Jesus’s death on the cross is the perfect expression of
love. He sees us for who we really are,
and He loves us anyway. He demonstrated
that love by dying for us, so we could belong to Him, and be with Him, forever.
In the movie, “Sleepless in Seattle”, there is a scene where the woman in it describes a scene from another movie—a classic, called “An Affair to Remember:. In, “An Affair to Remember”, the heroine is in an accident and is paralyzed, and the hero finds her, (after searching for her for a long time), and finds out she is paralyzed, and they embrace and he cries, “I wish it had been me, not you”. (I always, always cry during this part, as it hits that part of me that recognizes true sacrificial unconditional love—the longing within each human heart.)

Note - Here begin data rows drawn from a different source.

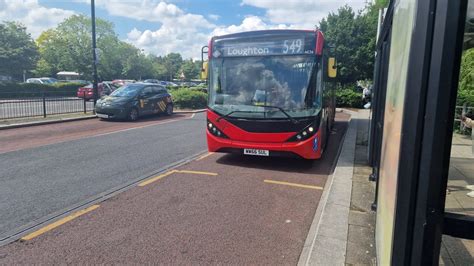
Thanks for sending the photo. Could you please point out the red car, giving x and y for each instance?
(87, 92)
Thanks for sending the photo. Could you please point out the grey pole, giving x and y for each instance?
(94, 54)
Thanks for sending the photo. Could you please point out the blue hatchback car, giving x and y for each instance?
(134, 100)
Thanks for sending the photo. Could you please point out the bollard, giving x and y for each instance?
(44, 105)
(85, 103)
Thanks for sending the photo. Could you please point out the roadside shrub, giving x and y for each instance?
(18, 90)
(347, 97)
(187, 98)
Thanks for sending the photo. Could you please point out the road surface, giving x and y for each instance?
(47, 169)
(215, 209)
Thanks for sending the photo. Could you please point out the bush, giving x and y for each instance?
(16, 90)
(187, 98)
(347, 97)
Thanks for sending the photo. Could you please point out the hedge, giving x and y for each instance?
(347, 97)
(16, 90)
(189, 98)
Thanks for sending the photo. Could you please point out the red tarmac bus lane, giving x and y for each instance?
(217, 209)
(29, 137)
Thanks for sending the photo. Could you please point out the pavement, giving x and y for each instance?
(455, 251)
(214, 209)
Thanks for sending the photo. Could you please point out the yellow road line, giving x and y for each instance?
(204, 156)
(153, 179)
(59, 222)
(196, 172)
(292, 184)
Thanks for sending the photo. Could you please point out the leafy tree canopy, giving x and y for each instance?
(18, 51)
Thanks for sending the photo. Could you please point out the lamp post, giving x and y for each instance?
(94, 52)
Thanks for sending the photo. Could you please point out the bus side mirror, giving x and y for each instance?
(332, 67)
(204, 50)
(204, 71)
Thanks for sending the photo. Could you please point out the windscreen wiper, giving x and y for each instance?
(236, 111)
(294, 121)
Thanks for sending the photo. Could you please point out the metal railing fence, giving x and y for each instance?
(22, 105)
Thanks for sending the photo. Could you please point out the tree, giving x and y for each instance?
(466, 79)
(69, 47)
(353, 38)
(18, 51)
(191, 69)
(172, 62)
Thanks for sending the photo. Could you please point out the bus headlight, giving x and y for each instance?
(215, 131)
(304, 134)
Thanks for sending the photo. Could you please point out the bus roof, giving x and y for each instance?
(262, 32)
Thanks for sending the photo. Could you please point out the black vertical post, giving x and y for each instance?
(85, 103)
(94, 54)
(44, 105)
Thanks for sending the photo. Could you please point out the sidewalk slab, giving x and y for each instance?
(327, 239)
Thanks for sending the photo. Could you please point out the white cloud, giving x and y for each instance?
(179, 31)
(249, 23)
(35, 17)
(303, 14)
(213, 16)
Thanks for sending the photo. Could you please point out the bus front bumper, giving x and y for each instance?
(307, 149)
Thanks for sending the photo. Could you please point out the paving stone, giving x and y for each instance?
(334, 222)
(366, 219)
(360, 245)
(461, 251)
(330, 251)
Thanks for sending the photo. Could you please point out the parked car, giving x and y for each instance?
(121, 82)
(152, 81)
(87, 92)
(42, 80)
(134, 100)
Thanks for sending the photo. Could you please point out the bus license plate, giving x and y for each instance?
(256, 152)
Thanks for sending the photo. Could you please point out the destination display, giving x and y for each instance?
(287, 45)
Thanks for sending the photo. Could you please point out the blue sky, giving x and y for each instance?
(160, 27)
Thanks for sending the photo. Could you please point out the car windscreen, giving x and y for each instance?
(128, 90)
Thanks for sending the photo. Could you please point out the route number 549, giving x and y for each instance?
(292, 46)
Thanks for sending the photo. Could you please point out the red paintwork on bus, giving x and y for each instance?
(241, 139)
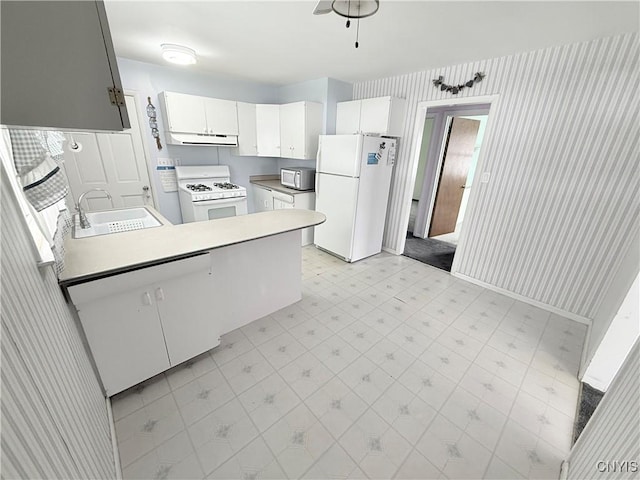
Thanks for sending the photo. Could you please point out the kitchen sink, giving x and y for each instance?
(114, 221)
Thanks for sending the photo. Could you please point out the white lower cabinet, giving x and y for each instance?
(141, 323)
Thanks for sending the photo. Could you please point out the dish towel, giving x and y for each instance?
(43, 180)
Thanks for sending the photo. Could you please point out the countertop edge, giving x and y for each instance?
(196, 228)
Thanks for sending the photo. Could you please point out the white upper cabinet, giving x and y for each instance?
(194, 114)
(300, 125)
(380, 115)
(247, 133)
(268, 128)
(59, 68)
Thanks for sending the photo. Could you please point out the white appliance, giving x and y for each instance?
(298, 178)
(352, 189)
(206, 193)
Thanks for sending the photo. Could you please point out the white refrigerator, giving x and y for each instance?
(352, 189)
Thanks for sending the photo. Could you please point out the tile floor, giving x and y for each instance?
(387, 368)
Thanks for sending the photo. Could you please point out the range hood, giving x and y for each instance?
(201, 139)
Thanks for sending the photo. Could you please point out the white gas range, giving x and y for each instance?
(206, 193)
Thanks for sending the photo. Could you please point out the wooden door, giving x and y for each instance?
(113, 161)
(453, 175)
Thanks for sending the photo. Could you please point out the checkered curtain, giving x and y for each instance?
(38, 156)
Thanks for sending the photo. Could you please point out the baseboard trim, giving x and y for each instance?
(522, 298)
(114, 441)
(564, 470)
(391, 250)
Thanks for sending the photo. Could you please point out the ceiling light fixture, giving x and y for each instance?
(178, 54)
(355, 9)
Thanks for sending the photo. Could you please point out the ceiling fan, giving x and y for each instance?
(349, 9)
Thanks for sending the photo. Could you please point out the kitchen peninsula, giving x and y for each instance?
(151, 299)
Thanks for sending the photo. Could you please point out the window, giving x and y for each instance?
(42, 225)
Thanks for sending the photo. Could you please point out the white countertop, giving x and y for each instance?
(94, 257)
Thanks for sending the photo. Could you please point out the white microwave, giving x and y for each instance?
(298, 178)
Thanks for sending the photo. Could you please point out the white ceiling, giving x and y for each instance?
(282, 42)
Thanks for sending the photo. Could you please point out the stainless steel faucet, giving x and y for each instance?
(84, 221)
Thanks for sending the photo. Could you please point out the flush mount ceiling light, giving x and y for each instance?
(178, 54)
(349, 9)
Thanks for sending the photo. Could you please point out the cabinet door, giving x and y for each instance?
(292, 130)
(189, 314)
(348, 117)
(262, 199)
(222, 116)
(185, 113)
(268, 130)
(374, 115)
(57, 62)
(125, 338)
(247, 132)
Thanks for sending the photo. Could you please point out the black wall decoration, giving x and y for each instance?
(454, 89)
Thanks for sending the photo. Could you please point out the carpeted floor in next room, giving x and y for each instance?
(432, 252)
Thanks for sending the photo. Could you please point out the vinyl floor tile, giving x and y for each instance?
(386, 368)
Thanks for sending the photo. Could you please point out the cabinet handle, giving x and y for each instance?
(159, 294)
(146, 299)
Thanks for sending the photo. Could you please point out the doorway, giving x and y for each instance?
(116, 162)
(449, 149)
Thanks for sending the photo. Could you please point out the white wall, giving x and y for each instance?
(54, 416)
(561, 208)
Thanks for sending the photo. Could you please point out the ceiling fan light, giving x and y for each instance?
(178, 54)
(355, 8)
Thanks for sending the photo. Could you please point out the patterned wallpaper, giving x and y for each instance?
(54, 416)
(561, 205)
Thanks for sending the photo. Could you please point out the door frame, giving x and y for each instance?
(143, 120)
(425, 210)
(421, 112)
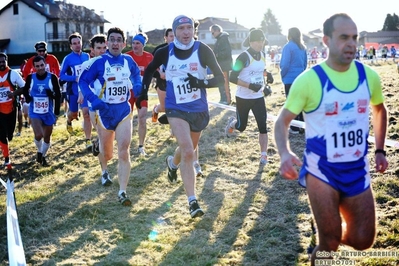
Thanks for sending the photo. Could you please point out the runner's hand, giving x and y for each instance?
(50, 94)
(255, 87)
(142, 97)
(195, 82)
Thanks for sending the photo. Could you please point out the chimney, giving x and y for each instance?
(47, 9)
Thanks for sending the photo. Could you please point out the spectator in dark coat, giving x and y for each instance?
(223, 55)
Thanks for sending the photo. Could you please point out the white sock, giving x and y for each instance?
(45, 148)
(38, 144)
(191, 198)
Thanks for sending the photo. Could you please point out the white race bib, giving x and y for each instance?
(183, 92)
(345, 140)
(4, 94)
(40, 105)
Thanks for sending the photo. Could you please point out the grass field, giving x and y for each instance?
(252, 215)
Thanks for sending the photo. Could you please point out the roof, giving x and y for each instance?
(60, 10)
(381, 34)
(4, 42)
(227, 25)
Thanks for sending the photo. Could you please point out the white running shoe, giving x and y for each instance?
(228, 130)
(141, 151)
(197, 169)
(263, 159)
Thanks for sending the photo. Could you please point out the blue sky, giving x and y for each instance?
(307, 15)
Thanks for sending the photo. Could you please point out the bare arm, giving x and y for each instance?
(380, 128)
(287, 158)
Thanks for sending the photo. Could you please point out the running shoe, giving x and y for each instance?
(263, 159)
(124, 200)
(195, 209)
(294, 132)
(89, 144)
(141, 151)
(95, 148)
(197, 169)
(172, 172)
(69, 128)
(154, 117)
(7, 161)
(228, 129)
(106, 179)
(163, 119)
(44, 162)
(39, 157)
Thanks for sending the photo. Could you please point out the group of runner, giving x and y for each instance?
(336, 92)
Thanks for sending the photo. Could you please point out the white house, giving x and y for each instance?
(26, 22)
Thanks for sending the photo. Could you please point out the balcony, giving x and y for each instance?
(57, 37)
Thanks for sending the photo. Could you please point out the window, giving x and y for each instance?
(15, 9)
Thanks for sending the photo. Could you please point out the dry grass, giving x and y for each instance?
(253, 216)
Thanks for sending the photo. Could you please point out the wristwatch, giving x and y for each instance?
(380, 151)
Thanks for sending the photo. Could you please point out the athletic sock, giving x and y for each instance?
(191, 198)
(38, 144)
(45, 148)
(4, 148)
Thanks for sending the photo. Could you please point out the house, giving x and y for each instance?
(30, 21)
(237, 33)
(313, 39)
(379, 38)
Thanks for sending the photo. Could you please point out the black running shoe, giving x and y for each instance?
(96, 147)
(106, 179)
(44, 162)
(172, 173)
(7, 161)
(195, 209)
(39, 157)
(124, 199)
(163, 119)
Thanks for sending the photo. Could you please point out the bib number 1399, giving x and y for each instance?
(348, 138)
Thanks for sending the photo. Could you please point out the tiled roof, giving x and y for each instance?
(227, 25)
(60, 10)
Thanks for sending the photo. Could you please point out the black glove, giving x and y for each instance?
(194, 82)
(255, 87)
(269, 77)
(50, 94)
(142, 97)
(28, 98)
(267, 91)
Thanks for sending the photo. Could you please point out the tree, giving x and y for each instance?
(391, 23)
(269, 24)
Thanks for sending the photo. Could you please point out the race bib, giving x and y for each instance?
(3, 94)
(78, 70)
(257, 80)
(345, 140)
(183, 92)
(116, 93)
(40, 105)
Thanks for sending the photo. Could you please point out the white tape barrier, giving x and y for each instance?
(388, 142)
(16, 255)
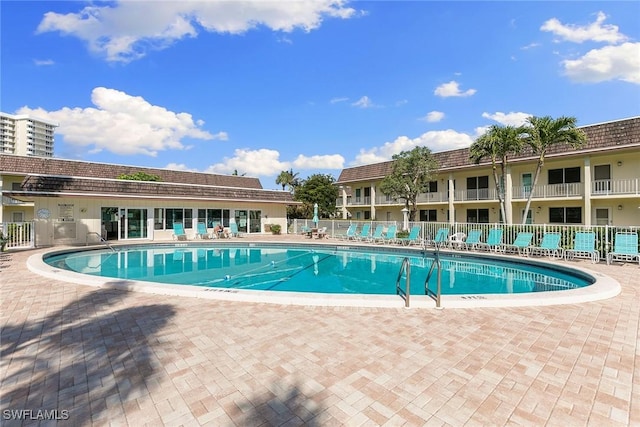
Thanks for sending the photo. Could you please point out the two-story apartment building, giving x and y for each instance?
(597, 184)
(74, 202)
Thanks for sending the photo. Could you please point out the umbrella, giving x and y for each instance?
(315, 214)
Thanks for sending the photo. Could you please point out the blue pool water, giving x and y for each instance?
(345, 270)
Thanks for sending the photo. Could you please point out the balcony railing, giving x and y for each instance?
(433, 197)
(476, 194)
(574, 189)
(606, 187)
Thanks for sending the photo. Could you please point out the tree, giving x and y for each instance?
(544, 132)
(288, 178)
(496, 144)
(410, 175)
(139, 176)
(318, 189)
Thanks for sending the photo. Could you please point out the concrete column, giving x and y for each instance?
(587, 191)
(343, 190)
(508, 195)
(373, 201)
(452, 191)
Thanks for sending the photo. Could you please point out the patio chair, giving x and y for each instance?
(233, 230)
(365, 232)
(456, 240)
(442, 237)
(391, 235)
(377, 234)
(494, 240)
(625, 248)
(550, 246)
(350, 233)
(584, 246)
(322, 233)
(178, 232)
(520, 244)
(472, 239)
(201, 231)
(412, 239)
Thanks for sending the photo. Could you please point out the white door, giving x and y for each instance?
(603, 216)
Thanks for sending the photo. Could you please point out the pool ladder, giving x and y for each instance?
(406, 268)
(103, 241)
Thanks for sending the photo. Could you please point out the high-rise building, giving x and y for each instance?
(25, 135)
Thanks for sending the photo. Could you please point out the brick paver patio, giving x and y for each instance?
(110, 357)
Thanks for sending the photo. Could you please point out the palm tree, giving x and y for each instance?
(544, 132)
(497, 143)
(288, 178)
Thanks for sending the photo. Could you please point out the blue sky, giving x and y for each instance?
(313, 86)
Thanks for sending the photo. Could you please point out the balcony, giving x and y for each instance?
(476, 194)
(10, 201)
(607, 187)
(437, 197)
(549, 191)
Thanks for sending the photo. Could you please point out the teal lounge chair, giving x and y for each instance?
(178, 231)
(201, 231)
(390, 235)
(233, 230)
(520, 245)
(377, 234)
(494, 240)
(442, 237)
(550, 246)
(350, 234)
(625, 248)
(365, 232)
(472, 239)
(412, 239)
(584, 246)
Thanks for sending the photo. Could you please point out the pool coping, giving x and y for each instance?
(604, 286)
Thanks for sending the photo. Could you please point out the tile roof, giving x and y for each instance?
(611, 135)
(51, 166)
(52, 186)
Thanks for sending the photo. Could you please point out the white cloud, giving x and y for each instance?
(620, 62)
(508, 119)
(124, 30)
(331, 161)
(435, 140)
(43, 62)
(180, 167)
(593, 32)
(452, 88)
(123, 124)
(266, 162)
(433, 117)
(363, 102)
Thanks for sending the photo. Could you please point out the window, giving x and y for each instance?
(211, 217)
(565, 215)
(429, 215)
(564, 176)
(183, 216)
(158, 219)
(602, 179)
(478, 216)
(477, 187)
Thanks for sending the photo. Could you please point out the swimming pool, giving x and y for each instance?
(331, 270)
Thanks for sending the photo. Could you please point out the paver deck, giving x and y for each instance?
(113, 357)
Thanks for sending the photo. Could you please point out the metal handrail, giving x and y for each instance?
(435, 264)
(102, 240)
(406, 295)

This is the love that God has for each of us. He sees us for who we truly are and loves us unconditionally. He loves us sacrificially. So even when others disappoint, God does
not. (Sometimes, that does not “feel”
like the truth – but it is the truth, even when it does not “feel” like it. Our feelings can lie to us, but God and His
love letter to us—The Bible—never lie).
It has helped me to remember how forgiven I am, when I need
to forgive my husband. Mostly, it helps
to remember how loved I am. I have been
loved with an everlasting love. You have
been loved with an everlasting love.